Targeting brain VGCCs

Even if some psychiatric benefits of existing CCBs have been overlooked, these drugs are unlikely to be suitable, let alone optimal, agents for use, in part because of their cardiovascular effects and side-effects (e.g. headache, ankle swelling). A key advance would be CCBs that potently target brain VGCCs but spare those in the periphery. An opportunity to achieve this goal is provided by the fact that VGCC genes, including those encoding the α1 subunits, are expressed as multiple variants (‘isoforms’). Critically, some isoforms are more highly expressed in the brain than in the heart and they differ in some physiological and pharmacological properties., Until recently, the psychiatric relevance of these data was limited. First, they pertained to rodents and could not confidently be extrapolated to humans. Second, most isoforms were simply based on the inclusion or exclusion of individual exons; given that some VGCC genes contain over 50 exons, it was difficult to determine the structure of full-length transcripts or, therefore, the full-length protein. Third, many additional isoforms likely existed but had not been detected by the available methodologies. These limitations can now be overcome utilising new technologies.
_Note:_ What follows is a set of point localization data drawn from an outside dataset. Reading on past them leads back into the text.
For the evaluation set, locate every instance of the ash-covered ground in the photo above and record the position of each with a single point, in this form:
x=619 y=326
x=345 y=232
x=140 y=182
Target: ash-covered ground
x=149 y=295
By using long-range polymerase chain reaction and Nanopore sequencing, Clark et al found that CACNA1C is expressed in human brain as multiple messenger RNA isoforms, most of which had not been reported (in humans or in rodents), and with several being abundant and affecting key functional domains of the channel. The experimental design strongly implies that the variants are all much more abundant in the brain than in the heart. This emerging evidence supports the existence of brain-enriched VGCC isoforms, providing targets for novel CCBs with the potential for reduced peripheral effects. Assuming the novel drugs were also penetrant of the blood–brain barrier, they would finally allow the value of CCBs for psychiatric indications to be tested critically.

Conclusions

Until positive results from randomised clinical trials are reported, CCBs cannot be considered to have any role in psychiatry. However, the recent developments cumulatively and markedly strengthen the candidacy of VGCCs as therapeutic targets and encourage the development of drugs with selectivity for brain-enriched isoforms. As noted, it is primarily the genomic findings that have rekindled psychiatric interest in VGCCs. By the same token, it will be of considerable interest to see how the possibility that they are therapeutic targets develops: success would serve as an important proof of principle that psychiatric genomics can pay off therapeutically. Failure would still be valuable if lessons are learned regarding the strategies and approaches that work versus those that do not. The only unqualified failure for psychiatry will be if the science is done inadequately, or not done at all.